An umbrella organisation of genocide survivors called Ibuka is seeking the freezing of his properties worth millions of dollars.
The lawsuit was filed on June 8 at the intermediate court in Kigali and involves various properties, including land and buildings. Although the exact value of his Rwanda-based properties remains unclear, they were believed to be worth $50 million at the time of his arrest in Paris in 2020.
The litigants not only want the property frozen but also to prevent its sale or transfer while the justice process unfolds for the ailing Kabuga.
The 90-year-old Kabuga is currently detained in The Hague, Netherlands, where he faces trial by the International Residual Mechanism for Criminal Tribunals (the Mechanism) for his role in the genocide against the Tutsi.
The former businessman before and during the genocide is charged with seven counts, including genocide, complicity in genocide, and direct and public incitement to commit genocide.
Other charges include attempts to commit genocide and conspiracy to commit genocide, as well as persecution and extermination, both crimes against humanity.
Reports from Rwanda and the Arusha-based Mechanism indicated that the litigants had been requested to present specific documents from the National Land Authority on Kabuga’s alleged properties.
These documents are vital in demonstrating the relationship between Kabuga and the properties Ibuka wants frozen. Sources in France have it that at the time of his arrest in May 2020, Kabuga owned a tea plantation, a mill, warehouses, and apartments, among other properties.
Some of the properties were in Kenya, where he spent quite some time while on the run. One of them is said to be the Spanish Villas in Nairobi’s upmarket suburb.
Further reports had it that he also owned properties in Switzerland and Paris, where, at different times, he sought refuge from being arrested.
On June 6, 2023, the Trial Chamber of the UN Tribunal in The Hague (the Mechanism) found, by a majority, that Mr Kabuga is not fit to stand trial due to his poor health.

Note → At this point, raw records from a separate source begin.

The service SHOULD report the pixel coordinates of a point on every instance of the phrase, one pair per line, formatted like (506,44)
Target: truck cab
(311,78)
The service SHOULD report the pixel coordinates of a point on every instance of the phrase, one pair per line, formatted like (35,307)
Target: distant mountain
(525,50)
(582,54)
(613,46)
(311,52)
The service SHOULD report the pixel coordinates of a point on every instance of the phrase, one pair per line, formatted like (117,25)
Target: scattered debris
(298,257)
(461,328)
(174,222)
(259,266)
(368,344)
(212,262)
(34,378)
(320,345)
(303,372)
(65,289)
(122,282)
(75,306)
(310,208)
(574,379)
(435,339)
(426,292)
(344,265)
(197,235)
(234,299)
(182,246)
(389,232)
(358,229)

The Trial Chamber decided, by majority, to continue the proceedings against Mr. Kabuga in accordance with an “alternative finding procedure that resembles a trial as closely as possible, but without the possibility of a conviction”.
Mr Kabuga was not only the alleged mastermind of the Rwanda genocide, in which nearly a million people were hacked to death in 1994 following the killing of President Juvenal Habyarimana on April 6th, 1994.
He was also the alleged financier of the killings, which shocked the world and led to one of the largest influx of refugees from Rwanda to Tanzania, the DRC, the Congo, and other countries.
After the mass killings came to a halt with the RPF government taking over, he fled Rwanda but was later indicted and had a $5 million bounty on his head.